Contre le cancer... et la sclérose en plaques

Radio-Canada avec Agence France-Presse
Une colonne vertébrale Les douleurs dans le bas du dos sont très fréquentes chez les personnes atteintes de sclérose en plaques.  Photo :  Centre hospitalier universitaire de Dijon

La médecine fait parfois d'une pierre deux coups.

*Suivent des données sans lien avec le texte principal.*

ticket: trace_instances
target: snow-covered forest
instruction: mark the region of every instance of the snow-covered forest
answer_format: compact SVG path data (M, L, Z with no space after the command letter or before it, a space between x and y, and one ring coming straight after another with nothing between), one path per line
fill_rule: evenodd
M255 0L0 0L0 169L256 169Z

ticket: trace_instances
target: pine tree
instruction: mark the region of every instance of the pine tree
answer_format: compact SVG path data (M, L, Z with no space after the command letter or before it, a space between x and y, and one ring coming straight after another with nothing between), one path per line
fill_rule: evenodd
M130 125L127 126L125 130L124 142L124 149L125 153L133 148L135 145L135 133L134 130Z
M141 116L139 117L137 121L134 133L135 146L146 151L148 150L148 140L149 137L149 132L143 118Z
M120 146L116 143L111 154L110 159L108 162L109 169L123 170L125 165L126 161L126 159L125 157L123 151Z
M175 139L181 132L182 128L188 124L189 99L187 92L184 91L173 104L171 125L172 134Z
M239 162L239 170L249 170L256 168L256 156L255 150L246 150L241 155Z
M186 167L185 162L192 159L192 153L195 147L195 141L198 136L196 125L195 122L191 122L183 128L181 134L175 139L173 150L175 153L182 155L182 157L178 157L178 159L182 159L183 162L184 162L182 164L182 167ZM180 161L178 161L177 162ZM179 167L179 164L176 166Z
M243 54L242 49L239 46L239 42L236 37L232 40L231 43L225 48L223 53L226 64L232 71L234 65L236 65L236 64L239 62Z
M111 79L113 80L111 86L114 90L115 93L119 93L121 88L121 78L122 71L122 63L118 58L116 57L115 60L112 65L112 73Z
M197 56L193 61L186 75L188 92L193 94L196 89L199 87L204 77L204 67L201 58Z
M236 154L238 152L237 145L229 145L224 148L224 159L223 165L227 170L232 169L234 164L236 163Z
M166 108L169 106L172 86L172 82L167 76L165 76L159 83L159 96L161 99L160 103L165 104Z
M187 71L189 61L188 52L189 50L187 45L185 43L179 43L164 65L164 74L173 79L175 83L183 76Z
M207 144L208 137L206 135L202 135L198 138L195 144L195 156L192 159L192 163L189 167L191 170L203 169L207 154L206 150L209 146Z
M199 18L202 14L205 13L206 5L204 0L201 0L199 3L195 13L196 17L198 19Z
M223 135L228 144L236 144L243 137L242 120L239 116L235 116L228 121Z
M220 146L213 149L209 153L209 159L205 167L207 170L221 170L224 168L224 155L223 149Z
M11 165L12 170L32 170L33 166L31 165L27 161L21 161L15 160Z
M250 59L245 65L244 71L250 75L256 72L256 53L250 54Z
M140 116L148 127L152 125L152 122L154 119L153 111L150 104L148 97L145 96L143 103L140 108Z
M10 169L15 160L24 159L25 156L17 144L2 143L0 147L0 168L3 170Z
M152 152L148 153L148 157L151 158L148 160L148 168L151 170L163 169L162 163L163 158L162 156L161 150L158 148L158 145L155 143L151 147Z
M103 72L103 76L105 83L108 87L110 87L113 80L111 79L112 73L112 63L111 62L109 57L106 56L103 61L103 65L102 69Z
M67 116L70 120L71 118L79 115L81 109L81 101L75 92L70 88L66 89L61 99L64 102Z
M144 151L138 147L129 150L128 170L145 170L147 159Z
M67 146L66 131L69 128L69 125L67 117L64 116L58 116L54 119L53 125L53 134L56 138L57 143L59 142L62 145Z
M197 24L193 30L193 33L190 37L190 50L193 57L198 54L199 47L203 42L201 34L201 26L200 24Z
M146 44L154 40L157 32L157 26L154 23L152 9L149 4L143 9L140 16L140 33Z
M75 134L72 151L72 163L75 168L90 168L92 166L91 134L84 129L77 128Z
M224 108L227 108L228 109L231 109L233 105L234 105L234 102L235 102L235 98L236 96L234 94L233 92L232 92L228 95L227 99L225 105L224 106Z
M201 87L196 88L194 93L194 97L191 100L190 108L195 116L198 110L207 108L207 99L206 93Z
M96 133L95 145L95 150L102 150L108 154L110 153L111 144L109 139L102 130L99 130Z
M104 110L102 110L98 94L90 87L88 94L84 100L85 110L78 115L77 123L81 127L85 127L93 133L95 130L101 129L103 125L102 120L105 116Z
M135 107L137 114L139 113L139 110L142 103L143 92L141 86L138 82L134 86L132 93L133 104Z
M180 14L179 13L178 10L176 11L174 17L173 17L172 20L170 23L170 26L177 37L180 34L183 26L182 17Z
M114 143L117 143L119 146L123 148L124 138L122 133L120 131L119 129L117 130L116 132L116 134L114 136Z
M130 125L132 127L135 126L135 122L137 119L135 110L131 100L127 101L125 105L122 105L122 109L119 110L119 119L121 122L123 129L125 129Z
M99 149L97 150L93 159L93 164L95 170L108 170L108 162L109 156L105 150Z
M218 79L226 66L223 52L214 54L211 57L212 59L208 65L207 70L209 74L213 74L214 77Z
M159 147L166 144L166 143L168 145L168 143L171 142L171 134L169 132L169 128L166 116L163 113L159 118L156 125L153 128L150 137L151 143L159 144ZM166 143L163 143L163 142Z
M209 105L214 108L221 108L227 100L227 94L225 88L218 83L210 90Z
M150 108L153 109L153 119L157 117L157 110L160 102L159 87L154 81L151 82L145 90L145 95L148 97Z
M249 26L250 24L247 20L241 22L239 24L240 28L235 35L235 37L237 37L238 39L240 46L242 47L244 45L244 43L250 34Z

Des chercheurs britanniques de l'Université de Cambridge ont démontré qu'un médicament initialement développé pour traiter certaines formes de cancer peut aussi aider les personnes souffrant de sclérose en plaques (SEP).

Le Dr Alastair Compston et ses collègues affirment que la molécule alemtuzumab (Campath), utilisée pour traiter une forme de leucémie et d'autres cancers, permet aussi de traiter les poussées de la SEP.

Deux essais cliniques menés sur plus de 1000 personnes montrent l'efficacité de cette molécule par rapport aux traitements actuellement disponibles.

Dans la SEP, les poussées (ou rechutes) se manifestent de façon intermittente par l'apparition ou la réapparition de symptômes comme :

  • une faiblesse musculaire
  • des troubles de la vue
  • de la sensibilité

Ces symptômes peuvent s'estomper partiellement ou complètement et caractérisent la SEP dite récurrente rémittente.

Le saviez-vous?

Environ 85 % des cas de cette maladie neurologique invalidante débutent ainsi par poussées intermittentes.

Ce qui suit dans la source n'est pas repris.